Bien sûr, tout n’a pas été parfait pour la machine de Microsoft. Avec ses innombrables offres commerciales, toutes plus illisibles les unes que les autres (Basic, Premium, Elite, Slim, New…), ses disques durs à la taille variable, son ronronnement de réacteur d’avion, sa connectique variant d’un modèle à l’autre, la console aura longtemps été sa propre ennemie. Il aura fallu attendre 2010, et la sortie d’un nouveau modèle noir élégant, moins bruyant, et assorti d’une innovante caméra de reconnaissance de mouvement, Kinect, pour qu’enfin la Xbox 360 parvienne à se rendre véritablement simple et désirable. Las : la mode des jeux à reconnaissance de mouvement ne durera qu’un an…
Une fidélité inespérée
Elle restera également tristement célèbre pour son « RROD », le « cercle rouge de la mort », une configuration de son bouton d’alimentation signalant une panne fatale. Lancée précipitamment fin 2005 pour prendre de court la PlayStation 3, la machine a traîné tout le long de sa carrière commerciale une réputation de durée de vie éphémère – environ 30 % de taux de retour, selon différentes estimations d’époque chez les revendeurs.

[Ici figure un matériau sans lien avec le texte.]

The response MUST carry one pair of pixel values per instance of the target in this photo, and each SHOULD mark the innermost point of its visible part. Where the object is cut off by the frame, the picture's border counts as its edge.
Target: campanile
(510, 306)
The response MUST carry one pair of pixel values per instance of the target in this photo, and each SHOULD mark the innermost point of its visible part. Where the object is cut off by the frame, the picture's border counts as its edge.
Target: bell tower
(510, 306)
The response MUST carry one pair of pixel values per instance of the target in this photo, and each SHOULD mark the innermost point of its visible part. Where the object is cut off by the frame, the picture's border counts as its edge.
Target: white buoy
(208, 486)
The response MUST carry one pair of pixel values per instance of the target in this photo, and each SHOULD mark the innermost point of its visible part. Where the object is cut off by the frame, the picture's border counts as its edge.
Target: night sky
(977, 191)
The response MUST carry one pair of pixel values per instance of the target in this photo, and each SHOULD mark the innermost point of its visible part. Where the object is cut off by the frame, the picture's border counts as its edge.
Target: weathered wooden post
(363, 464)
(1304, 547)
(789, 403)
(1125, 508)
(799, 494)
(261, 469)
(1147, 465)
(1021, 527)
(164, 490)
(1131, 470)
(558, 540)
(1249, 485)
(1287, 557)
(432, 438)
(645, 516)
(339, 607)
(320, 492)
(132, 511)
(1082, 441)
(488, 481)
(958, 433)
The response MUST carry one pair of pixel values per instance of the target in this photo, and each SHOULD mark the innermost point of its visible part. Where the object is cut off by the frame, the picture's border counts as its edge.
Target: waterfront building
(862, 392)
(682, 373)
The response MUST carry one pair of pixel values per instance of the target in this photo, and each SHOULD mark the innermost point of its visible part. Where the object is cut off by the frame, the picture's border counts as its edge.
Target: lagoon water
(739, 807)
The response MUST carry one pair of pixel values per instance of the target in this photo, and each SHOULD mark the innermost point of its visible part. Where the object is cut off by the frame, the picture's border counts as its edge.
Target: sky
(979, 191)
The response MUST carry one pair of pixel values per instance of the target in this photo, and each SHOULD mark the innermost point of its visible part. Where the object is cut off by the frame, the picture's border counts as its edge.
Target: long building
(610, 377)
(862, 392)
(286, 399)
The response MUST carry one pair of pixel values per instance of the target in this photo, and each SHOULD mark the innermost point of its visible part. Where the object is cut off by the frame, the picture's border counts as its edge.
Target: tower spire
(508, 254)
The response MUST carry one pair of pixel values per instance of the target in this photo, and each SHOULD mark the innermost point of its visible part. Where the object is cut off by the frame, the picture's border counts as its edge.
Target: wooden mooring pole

A tel point que les dysfonctionnements de la PlayStation 3, de la PlayStation 4 et de la Wii U passent aujourd’hui encore pour un moindre mal, comparés à la console la moins fiable de l’histoire. Rares sont d’ailleurs les Xbox 360 de début de génération à être encore opérationnelles.
Pourtant, la console avait introduit un révolutionnaire système de suivi des performances au sein des jeux. Les Succès, encore en activité, permettent d’accumuler des points (des « G ») associés à son compte de joueur, à la manière d’un classement général au cumul.
Devenus des références iconiques, les messages annonçant l'obtention d'un "Succès" ont eu droit à quantité de générateurs en ligne, permettant à chacun de créer ses propres parodies.
Un système gratifiant, depuis repris par Sony avec ses Trophées, et qui a été en grande partie responsable de son image de console pour joueurs compétiteurs et fidèles. Et ce malgré Kinect – appel de pied assumé au grand public de la Wii. C’est en lançant en 2013 la Xbox One avec Kinect intégré que Microsoft a d’ailleurs perdu nombre de ses clients.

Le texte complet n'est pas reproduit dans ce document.